I've only spent a single night with it, but Super Meat Boy, a decidedly indie-flavoured, extraordinarily challenging platformer new to Xbox Live Arcade and coming to Windows and the Wii later this year, begs for immediate discussion in a way few other games do.
Its eponymous hero-a square-shaped chunk of fresh flesh that leaves a path of crimson wherever he goes-manages the miraculous feat of coming off as adorable, thanks in part to his winning gap-toothed grin but more due to his admirable and dogged determination to save his better half, Bandage Girl, from Dr. Fetus, a villain who to me appears to be a baby piloting a blazer-and-tie-wearing mechanical suit.
Granted, its narrative doesn't quite have the profundity of a game like Braid-though it's worth noting that Edmund McMillen, one of Super Meat Boy's two designers, was peripherally involved with that arthouse hit-but it is nonetheless wonderfully charming.
More important than the story is the play, a near perfect-and often hellishly difficult-mixture of classic and modern 2-D platformer action that demands skillful and well-timed jumps to avoid saws, fans, piles of salt, and countless other obstacles. It starts off easily enough for the first dozen or so super speedy levels, but as the game progresses players are forced to make ever more exacting leaps, wall slides, and dashes in order to avoid manifold deaths in environments that become increasingly more complex and dynamic. Think N+, but with more colour, more screen scrolling, boss fights, and a decidedly NES vibe.
Most of the game's hundreds of levels-of which I've played only a portion-take just seconds to complete on a winning run, but mastering them-and collecting the sadistically placed Band-Aids that Bandage Girl has left behind-could require scores of attempts. Indeed, our gory protagonist dies enough times to depopulate a decent-sized village.
But, at least in my experience with it so far, the repeated deaths never grow overly frustrating. The brevity of each level combines with a death-to-reload time of less than a second to keep one concentrating on the challenge at hand rather than focusing on defeat. Even if it takes 30 attempts to beat a level, there's a good chance you'll only have spent six or seven minutes on it.
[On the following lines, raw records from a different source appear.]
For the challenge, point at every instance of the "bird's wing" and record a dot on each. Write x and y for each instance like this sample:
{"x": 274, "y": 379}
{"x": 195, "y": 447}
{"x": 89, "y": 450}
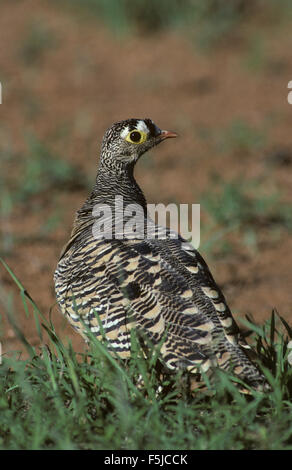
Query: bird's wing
{"x": 161, "y": 292}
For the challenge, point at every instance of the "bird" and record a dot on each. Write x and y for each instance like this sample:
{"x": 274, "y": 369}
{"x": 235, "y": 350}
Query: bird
{"x": 109, "y": 282}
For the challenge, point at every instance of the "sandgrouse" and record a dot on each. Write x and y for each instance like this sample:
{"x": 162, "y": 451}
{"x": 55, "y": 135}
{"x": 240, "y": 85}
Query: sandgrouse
{"x": 159, "y": 285}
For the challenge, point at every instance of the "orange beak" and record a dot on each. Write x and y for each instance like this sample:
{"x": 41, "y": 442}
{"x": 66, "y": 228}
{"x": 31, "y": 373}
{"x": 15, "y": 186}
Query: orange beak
{"x": 167, "y": 135}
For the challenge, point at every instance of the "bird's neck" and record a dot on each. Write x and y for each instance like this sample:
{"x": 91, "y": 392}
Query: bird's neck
{"x": 116, "y": 188}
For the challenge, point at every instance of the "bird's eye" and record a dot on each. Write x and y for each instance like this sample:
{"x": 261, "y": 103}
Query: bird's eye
{"x": 136, "y": 137}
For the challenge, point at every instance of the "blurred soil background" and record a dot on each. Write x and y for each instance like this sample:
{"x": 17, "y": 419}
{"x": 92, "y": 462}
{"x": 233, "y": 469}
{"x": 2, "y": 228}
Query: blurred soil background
{"x": 215, "y": 71}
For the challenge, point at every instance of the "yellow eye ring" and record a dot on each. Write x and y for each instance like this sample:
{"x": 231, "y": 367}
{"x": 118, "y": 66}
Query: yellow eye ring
{"x": 136, "y": 137}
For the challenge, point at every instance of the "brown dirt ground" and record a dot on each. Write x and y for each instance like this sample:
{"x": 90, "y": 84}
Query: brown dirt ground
{"x": 88, "y": 79}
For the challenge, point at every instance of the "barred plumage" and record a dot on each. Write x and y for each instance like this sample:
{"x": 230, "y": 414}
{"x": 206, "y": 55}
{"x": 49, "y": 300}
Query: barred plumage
{"x": 154, "y": 285}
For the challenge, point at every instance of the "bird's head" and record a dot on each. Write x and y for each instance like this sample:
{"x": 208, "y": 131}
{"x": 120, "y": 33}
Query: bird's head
{"x": 125, "y": 141}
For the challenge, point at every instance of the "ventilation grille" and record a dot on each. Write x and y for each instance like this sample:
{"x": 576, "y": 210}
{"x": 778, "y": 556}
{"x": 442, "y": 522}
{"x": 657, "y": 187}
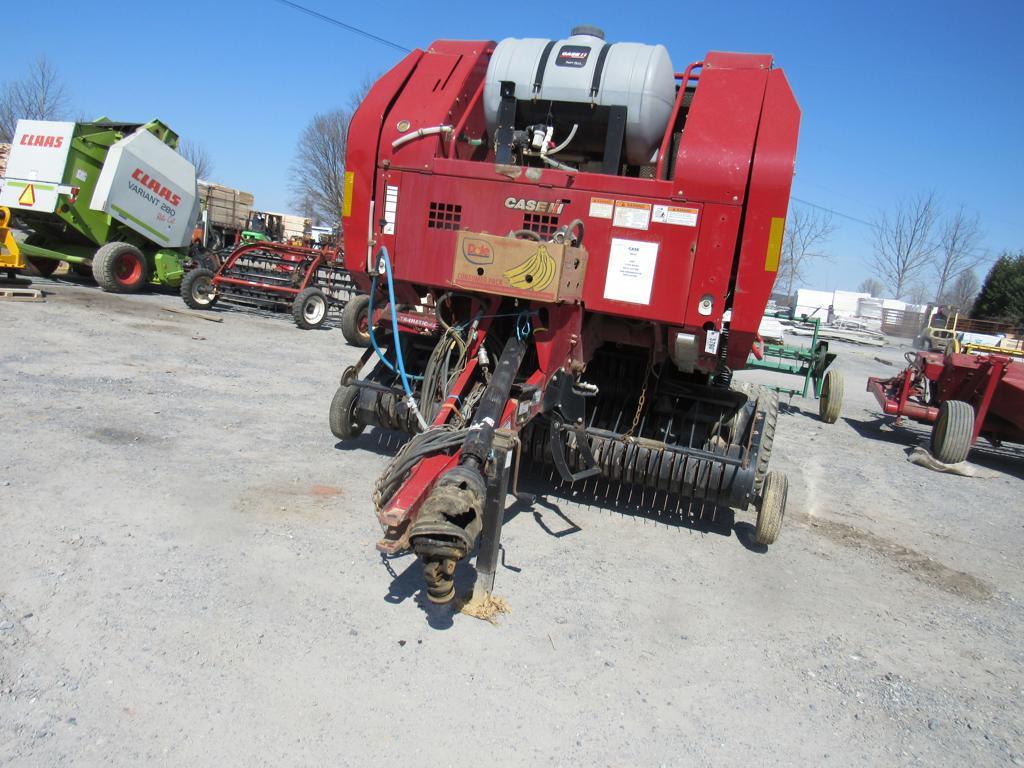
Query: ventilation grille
{"x": 444, "y": 216}
{"x": 540, "y": 223}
And when you finally do manage to best a particularly challenging gauntlet you are provided a brilliant reward: a video of several of your attempts running simultaneously. One by one you'll watch your bloody heroes get diced by blades, fall off cliffs, and be burnt by lasers until one of them finally reaches his goal. It's a kind of gratification that I've never before experienced; a complete purging of all the emotions that might have built up over the course of a particularly challenging level.
Beyond the purity of all this masterfully designed running and jumping lies something more: A loving reverence of many of the great games that have preceded it (it's no coincidence that Super Meat Boy's initials also stand for the most beloved platformer of all time). Hidden warp zones will take you to entirely new levels inspired by classic games while a series of unlockable characters-some inspired by recent games in the genre-shows respect for modern masterpieces.
Regardless of one's taste for animal matter, there's no denying the plump pleasure of this beefy platformer. It can be painfully difficult, but, to borrow from John Mellencamp, Super Meat Boy makes it hurt so good.